Aanhangsel van de Handelingen

Vragen gesteld door de leden der Kamer, met de daarop door de regering gegeven antwoorden

3787

Vragen van het lid Van Raak (SP) aan de minister van Binnenlandse Zaken en Koninkrijksrelaties over het afluisteren van journalisten. (Ingezonden 27 juli 2009)

1

Waarom hebt u tot vier keer toe toestemming gegeven voor het laten afluisteren en/of volgen van journalisten van De Telegraaf?1 Deelt u de opvatting dat de inzet van bijzondere bevoegdheden door de veiligheidsdiensten niet is bedoeld om het falen van deze diensten te verdoezelen?

2

Wat is uw reactie op de uitspraak van de kortgedingrechter in Amsterdam van 23 juli 2009 dat de Algemene inlichtingen- en veiligheidsdienst (AIVD) onmiddellijk moet stoppen met het afluisteren, uitpeilen en volgen van journalisten van De Telegraaf?

3

Welke gevolgen heeft deze uitspraak voor de inzet van bijzondere bevoegdheden tegen politici, journalisten, advocaten en andere beroepsgroepen die niet kunnen functioneren zonder een afdoende bronbescherming?

4

Welke journalisten, politici en advocaten zijn de afgelopen 25 jaar om soortgelijke redenen afgeluisterd, uitgepeild of gevolgd door de AIVD of door andere veiligheidsdiensten?

5

Wanneer beantwoorden u en de minister van Justitie mijn vragen over de inval van de Rijksrecherche bij een journaliste van De Telegraaf?2

Antwoord

Antwoord van minister Ter Horst (Binnenlandse Zaken en Koninkrijksrelaties) (ontvangen 9 september 2009)

1 t/m 3

De AIVD kan op basis van de Wet op de Inlichtingen- en Veiligheidsdiensten 2002 (Wiv 2002) bijzondere bevoegdheden inzetten jegens organisaties en personen die aanleiding geven tot het ernstige vermoeden dat zij een gevaar vormen voor het voortbestaan van de democratische rechtsorde, dan wel voor de veiligheid of andere gewichtige belangen van staat. Ook journalisten kunnen in dezen onderwerp van onderzoek zijn van de AIVD.

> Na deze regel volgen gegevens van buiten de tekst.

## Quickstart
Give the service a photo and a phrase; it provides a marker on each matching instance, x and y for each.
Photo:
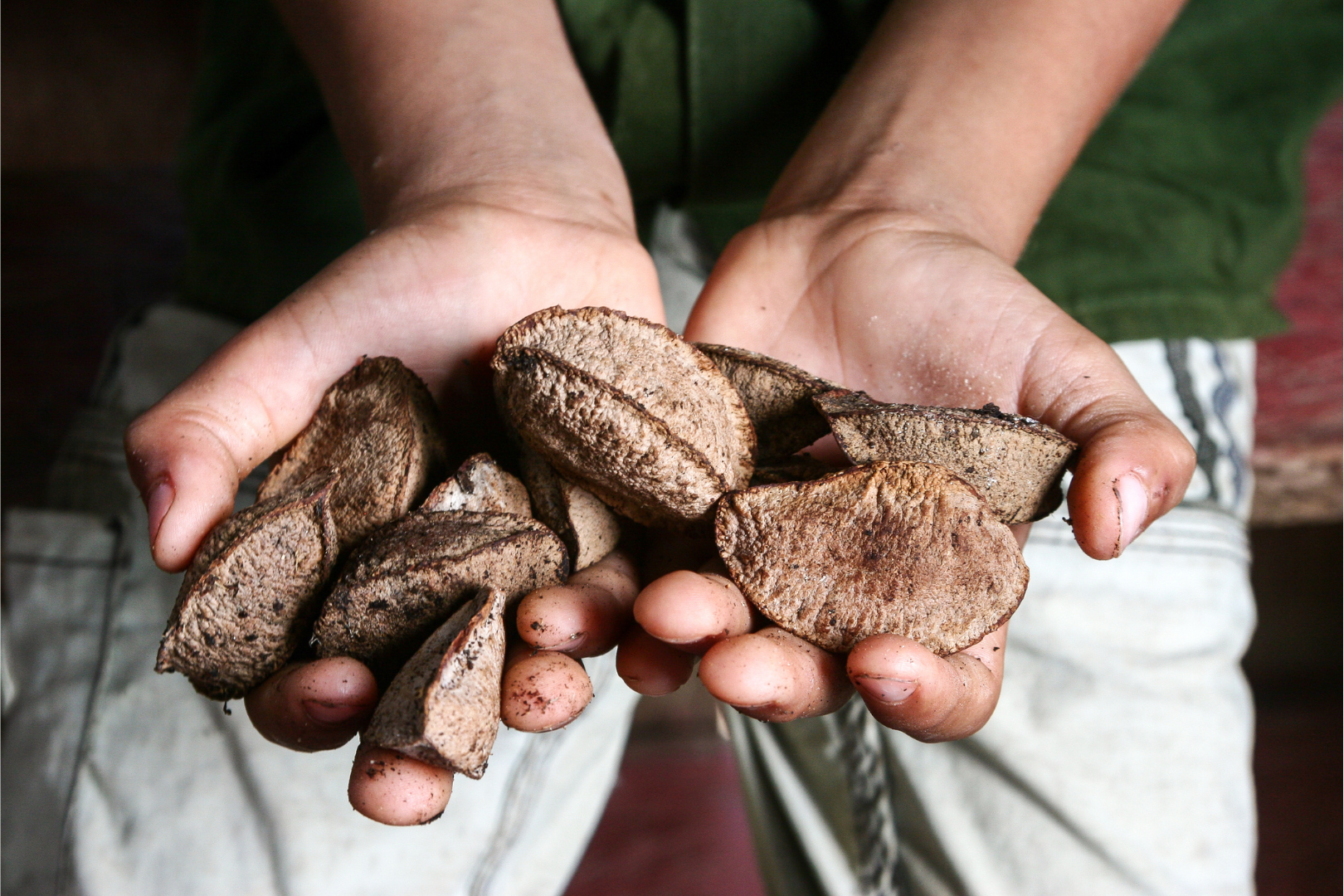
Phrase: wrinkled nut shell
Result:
(1014, 461)
(251, 592)
(800, 468)
(777, 397)
(626, 410)
(587, 525)
(444, 705)
(378, 425)
(409, 577)
(903, 548)
(480, 485)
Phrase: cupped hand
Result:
(436, 289)
(908, 312)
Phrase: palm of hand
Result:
(903, 314)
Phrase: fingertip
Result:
(397, 790)
(314, 705)
(774, 676)
(650, 666)
(693, 610)
(543, 691)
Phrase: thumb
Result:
(188, 453)
(1133, 464)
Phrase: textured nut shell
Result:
(409, 577)
(444, 705)
(483, 486)
(587, 525)
(378, 425)
(626, 410)
(251, 592)
(903, 548)
(1014, 461)
(777, 397)
(800, 468)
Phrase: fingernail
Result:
(158, 503)
(886, 689)
(1133, 509)
(331, 713)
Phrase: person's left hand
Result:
(908, 312)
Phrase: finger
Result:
(774, 676)
(397, 790)
(932, 699)
(188, 453)
(650, 666)
(542, 689)
(314, 705)
(587, 616)
(693, 610)
(1133, 465)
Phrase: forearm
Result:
(474, 100)
(969, 112)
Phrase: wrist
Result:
(969, 113)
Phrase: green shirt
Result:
(1175, 221)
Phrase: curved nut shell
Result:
(777, 397)
(483, 486)
(587, 525)
(1014, 461)
(626, 409)
(378, 425)
(903, 548)
(251, 592)
(444, 705)
(413, 574)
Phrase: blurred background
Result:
(95, 99)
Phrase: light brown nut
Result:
(378, 425)
(587, 525)
(444, 705)
(626, 409)
(1014, 461)
(483, 486)
(251, 592)
(800, 468)
(409, 577)
(777, 397)
(903, 548)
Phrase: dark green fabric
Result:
(1175, 222)
(1186, 204)
(269, 197)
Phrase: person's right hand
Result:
(433, 289)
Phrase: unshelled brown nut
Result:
(444, 705)
(777, 397)
(413, 574)
(903, 548)
(626, 410)
(251, 592)
(1014, 461)
(483, 486)
(378, 425)
(587, 525)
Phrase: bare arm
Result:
(884, 261)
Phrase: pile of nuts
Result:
(613, 416)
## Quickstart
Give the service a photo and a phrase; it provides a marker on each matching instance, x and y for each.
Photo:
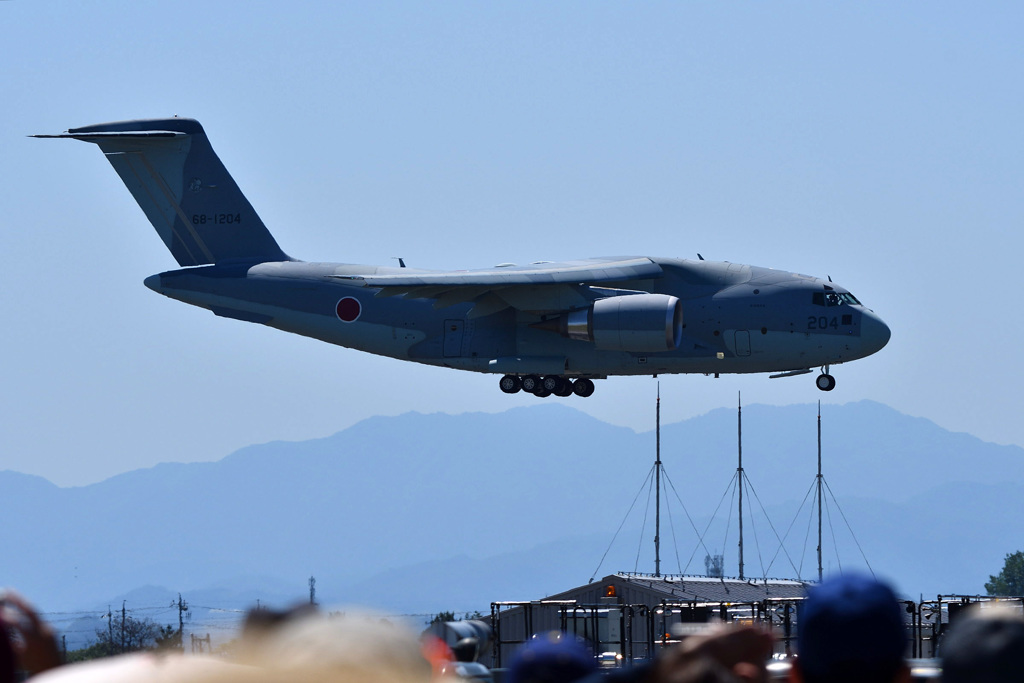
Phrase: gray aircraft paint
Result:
(569, 319)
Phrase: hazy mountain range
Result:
(420, 513)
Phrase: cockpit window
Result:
(833, 298)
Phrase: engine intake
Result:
(632, 323)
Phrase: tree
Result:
(1011, 580)
(130, 634)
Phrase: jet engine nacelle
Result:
(632, 323)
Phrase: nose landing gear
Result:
(824, 381)
(546, 386)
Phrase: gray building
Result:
(629, 616)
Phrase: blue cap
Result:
(850, 622)
(550, 657)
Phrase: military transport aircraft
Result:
(547, 328)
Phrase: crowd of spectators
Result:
(850, 629)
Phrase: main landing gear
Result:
(824, 381)
(547, 385)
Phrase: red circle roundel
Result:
(348, 309)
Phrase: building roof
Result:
(648, 589)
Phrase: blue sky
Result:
(877, 143)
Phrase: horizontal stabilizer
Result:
(184, 189)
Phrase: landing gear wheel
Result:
(583, 387)
(530, 383)
(510, 384)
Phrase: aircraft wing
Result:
(539, 287)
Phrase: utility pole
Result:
(110, 631)
(819, 491)
(657, 483)
(182, 613)
(739, 474)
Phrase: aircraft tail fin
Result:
(184, 189)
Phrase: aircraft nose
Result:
(873, 332)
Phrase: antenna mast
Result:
(819, 492)
(657, 483)
(739, 473)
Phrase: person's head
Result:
(551, 657)
(850, 629)
(984, 646)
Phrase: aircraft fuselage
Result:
(736, 318)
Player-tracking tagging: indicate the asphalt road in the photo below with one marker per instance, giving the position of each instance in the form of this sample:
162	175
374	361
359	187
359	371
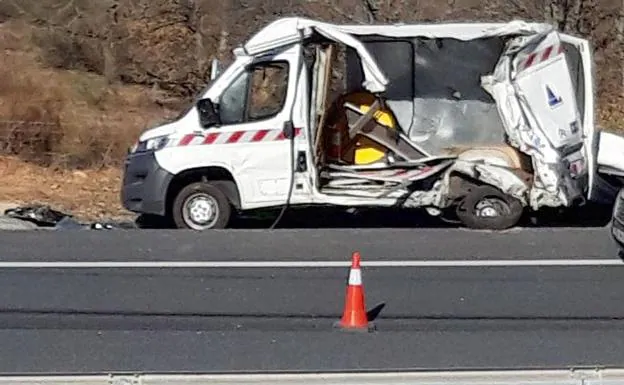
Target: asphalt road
269	319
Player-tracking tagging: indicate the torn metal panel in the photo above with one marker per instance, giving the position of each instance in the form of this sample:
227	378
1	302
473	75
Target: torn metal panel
537	103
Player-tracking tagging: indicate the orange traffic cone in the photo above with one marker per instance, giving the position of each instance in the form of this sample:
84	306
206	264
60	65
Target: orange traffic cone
354	315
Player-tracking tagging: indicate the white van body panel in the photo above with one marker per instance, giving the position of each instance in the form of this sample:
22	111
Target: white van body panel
256	154
262	168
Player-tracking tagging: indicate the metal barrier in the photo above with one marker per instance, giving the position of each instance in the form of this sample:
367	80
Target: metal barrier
508	377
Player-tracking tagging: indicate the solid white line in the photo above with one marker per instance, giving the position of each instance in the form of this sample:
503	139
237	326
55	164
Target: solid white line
310	264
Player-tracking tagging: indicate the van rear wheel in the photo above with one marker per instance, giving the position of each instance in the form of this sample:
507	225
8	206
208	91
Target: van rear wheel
488	208
201	206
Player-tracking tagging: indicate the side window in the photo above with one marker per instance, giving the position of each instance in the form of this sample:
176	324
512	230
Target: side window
233	101
256	94
269	86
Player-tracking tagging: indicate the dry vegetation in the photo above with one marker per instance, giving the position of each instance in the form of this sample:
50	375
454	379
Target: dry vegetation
81	78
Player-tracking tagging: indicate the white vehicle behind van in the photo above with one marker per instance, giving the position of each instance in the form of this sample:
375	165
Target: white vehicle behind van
478	122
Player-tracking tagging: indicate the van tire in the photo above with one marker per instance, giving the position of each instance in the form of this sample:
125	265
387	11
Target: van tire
201	202
507	210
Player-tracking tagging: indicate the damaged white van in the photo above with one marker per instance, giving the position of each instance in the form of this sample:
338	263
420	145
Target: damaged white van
472	121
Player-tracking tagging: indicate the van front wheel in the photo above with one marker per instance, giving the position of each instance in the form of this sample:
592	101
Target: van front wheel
487	208
201	206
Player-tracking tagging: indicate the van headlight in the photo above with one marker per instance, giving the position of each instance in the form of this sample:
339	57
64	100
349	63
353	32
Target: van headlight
153	144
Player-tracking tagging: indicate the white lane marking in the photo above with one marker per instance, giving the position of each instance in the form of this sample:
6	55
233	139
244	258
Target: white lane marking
309	264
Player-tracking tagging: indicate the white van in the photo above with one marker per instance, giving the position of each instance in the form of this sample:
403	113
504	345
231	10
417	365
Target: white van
472	121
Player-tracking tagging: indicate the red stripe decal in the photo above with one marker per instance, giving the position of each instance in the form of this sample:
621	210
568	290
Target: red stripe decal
210	138
281	136
259	135
547	53
186	139
235	137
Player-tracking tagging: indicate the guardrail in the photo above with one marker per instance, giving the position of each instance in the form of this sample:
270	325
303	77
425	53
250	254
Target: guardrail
506	377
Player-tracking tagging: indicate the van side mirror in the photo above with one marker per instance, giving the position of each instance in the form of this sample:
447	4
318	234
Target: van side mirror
208	115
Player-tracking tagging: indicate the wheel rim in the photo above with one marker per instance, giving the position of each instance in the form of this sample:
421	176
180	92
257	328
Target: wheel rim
200	211
491	207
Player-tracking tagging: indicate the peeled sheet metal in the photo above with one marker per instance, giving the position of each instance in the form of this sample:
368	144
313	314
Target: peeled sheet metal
287	31
537	102
290	30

Aan elke inzet van bijzondere bevoegdheden gaat een zware afweging vooraf inzake noodzakelijkheid, proportionaliteit en subsidiariteit. Ten aanzien van de inzet van bijzondere inlichtingenmiddelen jegens beperkt verschoningsgerechtigden, zoals journalisten, geldt de toestemming hiervoor één maand, in plaats van de gebruikelijke drie maanden.

Ten aanzien van deze specifieke zaak geldt dat ik kennis heb genomen van de uitspraak in kort geding van de rechtbank Amsterdam. In reactie daarop heb ik aangekondigd in hoger beroep te gaan. In afwachting van het verdere verloop van de procedure, loop ik niet vooruit op eventuele gevolgen van deze uitspraak in eerste aanleg voor de inzet van bijzondere bevoegdheden.

Uit het door de AIVD uitgebrachte ambtsbericht – waaraan in het artikel in de Telegraaf van 24 juli jl. wordt gerefereerd – blijkt overigens niet dat tot vier keer toe toestemming is gegeven voor het laten afluisteren en/of volgen van journalisten van De Telegraaf.

4

Over specifieke onderzoekssubjecten van de AIVD kunnen geen mededelingen worden gedaan.

5

Deze zijn inmiddels beantwoord.


XNoot
1

 De Telegraaf, 24 juli 2009: «Afluisteren van journalisten moet stoppen».

XNoot
2

 Aanhangsel Handelingen, vergaderjaar 2008–2009, nr. 3213.